Docs
Rate limits and retries
Learn how rate limits work and how to implement backoff, retries, and concurrency control.
Updated 2025-12-30
Rate limits protect reliability and vary by plan, model, and load.
Handle 429 responses with backoff and honor any Retry-After header.
Use request queues and concurrency limits to smooth traffic spikes.

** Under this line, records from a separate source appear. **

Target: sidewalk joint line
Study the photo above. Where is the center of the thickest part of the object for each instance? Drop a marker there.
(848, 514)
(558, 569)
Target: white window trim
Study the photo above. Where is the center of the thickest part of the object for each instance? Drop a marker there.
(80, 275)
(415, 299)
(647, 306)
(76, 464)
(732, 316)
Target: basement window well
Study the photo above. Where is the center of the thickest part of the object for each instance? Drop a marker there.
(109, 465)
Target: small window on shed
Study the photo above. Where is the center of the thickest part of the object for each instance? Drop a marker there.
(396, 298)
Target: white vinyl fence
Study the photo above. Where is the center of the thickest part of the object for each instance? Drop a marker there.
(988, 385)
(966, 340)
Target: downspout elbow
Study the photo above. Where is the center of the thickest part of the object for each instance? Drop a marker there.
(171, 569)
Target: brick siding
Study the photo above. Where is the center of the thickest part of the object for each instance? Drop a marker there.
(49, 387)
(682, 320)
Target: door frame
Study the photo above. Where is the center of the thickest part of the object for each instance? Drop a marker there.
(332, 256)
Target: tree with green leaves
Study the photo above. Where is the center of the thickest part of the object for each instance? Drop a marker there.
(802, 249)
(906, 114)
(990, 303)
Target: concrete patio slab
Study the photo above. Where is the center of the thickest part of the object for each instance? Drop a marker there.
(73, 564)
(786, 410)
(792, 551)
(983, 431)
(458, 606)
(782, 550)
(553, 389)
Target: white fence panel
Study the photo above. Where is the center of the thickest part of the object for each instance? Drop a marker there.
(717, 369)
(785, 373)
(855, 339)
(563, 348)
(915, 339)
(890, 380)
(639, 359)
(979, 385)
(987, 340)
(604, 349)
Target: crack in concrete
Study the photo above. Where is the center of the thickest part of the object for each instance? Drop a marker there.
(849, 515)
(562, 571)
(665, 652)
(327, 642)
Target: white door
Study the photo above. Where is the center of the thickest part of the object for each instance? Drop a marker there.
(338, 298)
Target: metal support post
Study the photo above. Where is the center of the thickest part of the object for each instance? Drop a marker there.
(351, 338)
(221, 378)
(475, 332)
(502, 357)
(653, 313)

const sleep = (ms) => new Promise((resolve) => setTimeout(resolve, ms));
async function chatWithRetry(body, maxRetries = 5) {
for (let attempt = 0; attempt <= maxRetries; attempt += 1) {
const res = await fetch("https://api.abliteration.ai/v1/chat/completions", {
method: "POST",
headers: {
"Authorization": "Bearer " + process.env.ABLIT_KEY,
"Content-Type": "application/json",
},
body: JSON.stringify(body),
});
if (res.status !== 429) return res.json();
const retryAfter = Number(res.headers.get("Retry-After"));
const backoffSeconds = Number.isFinite(retryAfter)
? retryAfter
: Math.min(2 ** attempt, 30);
await sleep(backoffSeconds * 1000);
}
throw new Error("Rate limit exceeded");
}
const result = await chatWithRetry({
model: "abliterated-model",
messages: [{ role: "user", content: "Give me three bullet points." }],
});How rate limits apply
Limits are usually enforced as per-minute budgets for requests and tokens. Exact limits can vary by plan or model.
Headers to monitor
Check response headers for guidance on pacing. Some headers may be provider-specific.
Backoff and retry strategy
Use exponential backoff with jitter and cap maximum delays for a smoother recovery.
Concurrency control
Queues and concurrency limits keep your traffic within budget and improve success rates.